Norton joined his wife, who was living in Devonshire, and I went to the Langham Hotel, where I put myself in touch with my old agents and other dealers in contraband, for I hoped the coming war would produce some legitimate business. I was not disappointed, for very soon I was asked to meet the diplomatic agent of Montenegro, a little principality lying on the Adriatic between Turkey and Austria-Hungary, which was at that time subject to the Sublime Porte. It was cut off from the sea by a narrow military strip which was occupied by Austria. Cattaro, the natural seaport of Montenegro, was within this strip and was guarded by Austrian soldiers. The Montenegrin border was not more than a mile away, right at the top of the precipitous mountains that surround the little town, but the passage of arms across it was forbidden, and so strictly was this law enforced that people crossing from or into Montenegro were compelled to leave their rifles and even their revolvers with the guard at the frontier, until they returned. Everything that passed into Montenegro was subjected to close inspection by the Austrian troops, and it seemed to me, as I first studied the situation, that the delivery of a cargo of contraband to the little principality would present many unusual and interesting difficulties.
I met the diplomatic agent, by appointment, at the old Jerusalem Coffee House, near Corn Hill, and he showed me a commission from Prince Nicholas himself to establish his responsibility. He wanted me to deliver a cargo of arms at Cattaro for Montenegro and said he was willing to pay liberally but not extravagantly for the service, as the danger, to one skilled in the handling of contraband, would be slight. I inquired what he proposed to do with the arms after they reached Cattaro, as their importation into his country was forbidden, but he politely replied that that was something with which I need not concern myself, inasmuch as he could positively assure me that I need have no fear of having my ship seized at Cattaro or getting into trouble there. He told me the Montenegrins proposed to take advantage of the Russo-Turkish war, which was then certain, though it was not formally declared until April 27, to make a determined effort to throw off the Turkish yoke, and that the arms were urgently needed for that purpose. He said that if the Porte heard so much as a hint that they were buying arms I might be stopped by a Turkish ship; therefore the greatest secrecy must be maintained and I should be prepared with a full set of forged papers which would be so convincing that any Turk who might board my ship would be afraid to inspect the cargo for fear of offending England.
We came to terms without any difficulty, as I was anxious to get back into my own business, and, as I had no ship of my own, I chartered a small steamship for the voyage. The arms were shipped to Amsterdam, to conceal their real destination, and I picked them up there, after they had been repacked into cases weighing from one hundred and fifty to two hundred pounds. This was done so that they could be taken up the mountain-side from Cattaro on muleback without unpacking.
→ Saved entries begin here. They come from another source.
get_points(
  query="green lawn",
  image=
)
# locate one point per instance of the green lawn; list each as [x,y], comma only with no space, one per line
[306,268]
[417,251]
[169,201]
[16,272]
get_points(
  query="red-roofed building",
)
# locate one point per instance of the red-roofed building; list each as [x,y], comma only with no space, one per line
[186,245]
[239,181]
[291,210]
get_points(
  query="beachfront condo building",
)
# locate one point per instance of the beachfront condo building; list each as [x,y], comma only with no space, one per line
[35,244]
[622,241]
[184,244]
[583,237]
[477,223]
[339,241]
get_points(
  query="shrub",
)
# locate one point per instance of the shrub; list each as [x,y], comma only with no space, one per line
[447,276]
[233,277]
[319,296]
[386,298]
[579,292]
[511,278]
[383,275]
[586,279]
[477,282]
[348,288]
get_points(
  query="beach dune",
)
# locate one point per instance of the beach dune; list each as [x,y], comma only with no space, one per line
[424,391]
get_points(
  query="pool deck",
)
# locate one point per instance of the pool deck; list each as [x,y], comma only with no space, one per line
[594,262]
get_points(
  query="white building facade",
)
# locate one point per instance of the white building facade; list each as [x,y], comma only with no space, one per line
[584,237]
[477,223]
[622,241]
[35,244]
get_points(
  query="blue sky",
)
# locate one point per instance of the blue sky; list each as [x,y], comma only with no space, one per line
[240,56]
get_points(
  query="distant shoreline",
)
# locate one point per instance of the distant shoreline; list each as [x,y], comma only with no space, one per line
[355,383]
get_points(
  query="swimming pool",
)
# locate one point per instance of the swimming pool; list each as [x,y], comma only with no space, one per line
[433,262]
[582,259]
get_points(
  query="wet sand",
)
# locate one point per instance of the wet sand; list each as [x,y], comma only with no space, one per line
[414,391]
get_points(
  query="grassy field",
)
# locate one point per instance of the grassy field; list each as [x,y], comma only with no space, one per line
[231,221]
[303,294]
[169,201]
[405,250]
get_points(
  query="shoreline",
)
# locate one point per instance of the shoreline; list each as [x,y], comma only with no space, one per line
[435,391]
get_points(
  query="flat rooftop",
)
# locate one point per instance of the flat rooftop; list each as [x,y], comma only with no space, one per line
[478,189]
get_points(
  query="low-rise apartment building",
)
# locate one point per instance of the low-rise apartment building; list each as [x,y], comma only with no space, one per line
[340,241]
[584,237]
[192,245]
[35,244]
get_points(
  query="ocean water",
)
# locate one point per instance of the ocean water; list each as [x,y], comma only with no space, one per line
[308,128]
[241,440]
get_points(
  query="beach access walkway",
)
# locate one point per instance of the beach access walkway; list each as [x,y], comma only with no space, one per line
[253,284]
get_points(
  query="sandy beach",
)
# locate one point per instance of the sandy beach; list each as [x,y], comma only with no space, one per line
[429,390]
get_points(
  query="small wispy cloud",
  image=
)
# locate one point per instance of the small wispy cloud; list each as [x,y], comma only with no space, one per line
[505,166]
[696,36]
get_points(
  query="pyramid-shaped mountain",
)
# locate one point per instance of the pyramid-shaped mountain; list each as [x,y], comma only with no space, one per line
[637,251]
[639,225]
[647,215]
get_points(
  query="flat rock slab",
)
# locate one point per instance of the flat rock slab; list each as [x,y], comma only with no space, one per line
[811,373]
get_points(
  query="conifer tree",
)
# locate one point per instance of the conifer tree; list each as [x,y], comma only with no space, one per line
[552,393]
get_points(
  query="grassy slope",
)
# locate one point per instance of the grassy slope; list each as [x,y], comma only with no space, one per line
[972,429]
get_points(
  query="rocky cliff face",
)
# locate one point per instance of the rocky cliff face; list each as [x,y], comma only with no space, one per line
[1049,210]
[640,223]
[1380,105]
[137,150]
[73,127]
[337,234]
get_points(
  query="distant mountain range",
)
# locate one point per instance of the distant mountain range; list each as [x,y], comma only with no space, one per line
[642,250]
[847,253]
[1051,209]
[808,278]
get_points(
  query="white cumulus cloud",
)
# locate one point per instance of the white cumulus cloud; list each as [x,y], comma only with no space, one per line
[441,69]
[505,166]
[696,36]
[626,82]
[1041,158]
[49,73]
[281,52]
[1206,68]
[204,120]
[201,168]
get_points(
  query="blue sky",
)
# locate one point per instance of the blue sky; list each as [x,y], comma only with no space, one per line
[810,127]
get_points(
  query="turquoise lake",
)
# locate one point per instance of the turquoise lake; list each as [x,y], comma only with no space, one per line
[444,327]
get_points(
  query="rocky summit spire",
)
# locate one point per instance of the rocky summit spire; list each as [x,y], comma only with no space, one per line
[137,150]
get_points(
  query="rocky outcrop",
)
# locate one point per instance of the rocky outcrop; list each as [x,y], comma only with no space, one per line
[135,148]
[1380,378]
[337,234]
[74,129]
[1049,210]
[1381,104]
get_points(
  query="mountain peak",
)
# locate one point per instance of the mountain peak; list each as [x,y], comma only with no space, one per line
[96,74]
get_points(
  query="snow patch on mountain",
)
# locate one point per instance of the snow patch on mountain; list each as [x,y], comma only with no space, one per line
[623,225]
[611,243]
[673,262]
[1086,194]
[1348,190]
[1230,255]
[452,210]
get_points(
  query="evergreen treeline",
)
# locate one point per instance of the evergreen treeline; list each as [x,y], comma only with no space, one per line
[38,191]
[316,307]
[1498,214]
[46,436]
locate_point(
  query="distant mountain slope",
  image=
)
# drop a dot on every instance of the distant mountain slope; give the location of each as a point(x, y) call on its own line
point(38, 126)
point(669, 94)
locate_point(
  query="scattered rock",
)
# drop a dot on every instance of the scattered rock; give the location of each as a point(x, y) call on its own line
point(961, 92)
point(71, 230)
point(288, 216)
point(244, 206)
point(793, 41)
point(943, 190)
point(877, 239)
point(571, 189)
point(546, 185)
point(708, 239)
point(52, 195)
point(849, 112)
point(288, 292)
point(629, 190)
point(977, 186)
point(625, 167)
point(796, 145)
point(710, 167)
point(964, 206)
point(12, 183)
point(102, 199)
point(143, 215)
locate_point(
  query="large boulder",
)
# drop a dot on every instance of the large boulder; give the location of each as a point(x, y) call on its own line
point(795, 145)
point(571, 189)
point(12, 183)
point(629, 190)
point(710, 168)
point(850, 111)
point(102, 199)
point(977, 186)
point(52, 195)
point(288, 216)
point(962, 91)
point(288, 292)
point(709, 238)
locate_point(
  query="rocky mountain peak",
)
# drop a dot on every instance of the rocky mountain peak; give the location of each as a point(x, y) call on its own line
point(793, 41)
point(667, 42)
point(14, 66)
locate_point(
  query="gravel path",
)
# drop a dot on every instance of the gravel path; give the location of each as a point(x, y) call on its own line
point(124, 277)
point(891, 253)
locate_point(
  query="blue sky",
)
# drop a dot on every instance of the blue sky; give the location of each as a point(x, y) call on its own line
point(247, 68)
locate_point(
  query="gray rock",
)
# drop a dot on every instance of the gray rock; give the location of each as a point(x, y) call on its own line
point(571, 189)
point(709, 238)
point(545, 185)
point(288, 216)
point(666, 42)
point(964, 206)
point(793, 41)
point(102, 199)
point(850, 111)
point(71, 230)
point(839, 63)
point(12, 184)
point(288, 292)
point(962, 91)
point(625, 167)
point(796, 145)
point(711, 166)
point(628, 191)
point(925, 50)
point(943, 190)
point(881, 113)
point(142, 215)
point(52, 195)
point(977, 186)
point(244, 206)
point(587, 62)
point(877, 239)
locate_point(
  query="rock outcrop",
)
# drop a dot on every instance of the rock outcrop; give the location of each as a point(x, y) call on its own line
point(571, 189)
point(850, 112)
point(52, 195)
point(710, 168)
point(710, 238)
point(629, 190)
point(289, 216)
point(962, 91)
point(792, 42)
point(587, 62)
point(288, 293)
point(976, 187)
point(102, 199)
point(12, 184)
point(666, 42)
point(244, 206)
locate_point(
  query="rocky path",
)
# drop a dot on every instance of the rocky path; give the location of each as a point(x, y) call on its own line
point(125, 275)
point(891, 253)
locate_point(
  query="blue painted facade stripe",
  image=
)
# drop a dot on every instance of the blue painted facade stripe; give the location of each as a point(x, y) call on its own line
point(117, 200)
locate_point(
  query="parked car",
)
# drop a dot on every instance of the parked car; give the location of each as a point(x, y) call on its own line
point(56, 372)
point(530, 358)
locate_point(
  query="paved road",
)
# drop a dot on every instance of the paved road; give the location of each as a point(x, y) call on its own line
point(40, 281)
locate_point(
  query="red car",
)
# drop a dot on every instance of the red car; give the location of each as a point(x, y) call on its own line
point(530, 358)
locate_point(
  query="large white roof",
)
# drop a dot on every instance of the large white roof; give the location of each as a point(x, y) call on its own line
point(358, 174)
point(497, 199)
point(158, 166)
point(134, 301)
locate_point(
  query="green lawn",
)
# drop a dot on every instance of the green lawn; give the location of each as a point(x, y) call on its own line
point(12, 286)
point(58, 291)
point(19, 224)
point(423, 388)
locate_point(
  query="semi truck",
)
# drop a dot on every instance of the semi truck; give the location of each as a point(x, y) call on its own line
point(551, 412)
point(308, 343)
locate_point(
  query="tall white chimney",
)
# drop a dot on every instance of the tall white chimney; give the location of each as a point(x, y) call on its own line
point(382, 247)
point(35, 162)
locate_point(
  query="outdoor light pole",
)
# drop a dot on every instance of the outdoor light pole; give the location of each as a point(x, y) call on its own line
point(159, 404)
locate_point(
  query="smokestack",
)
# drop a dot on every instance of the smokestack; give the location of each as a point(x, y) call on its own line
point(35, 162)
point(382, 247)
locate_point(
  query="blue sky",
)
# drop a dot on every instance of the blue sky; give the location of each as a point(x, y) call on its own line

There were about ten thousand rifles and a great quantity of ammunition. We encountered no inquisitive Turks and the trip was made without incident. Cattaro is buried at the head of the Bocche di Cattaro (mouths of Cattaro), a great S-shaped bay, and rare scenic views of impressive grandeur were opened up to us with every turn of the tortuous channel, as we wound our way through it. Bold, bluff mountains ran right down to the water’s edge and off to the north were the high peaks of Herzegovina.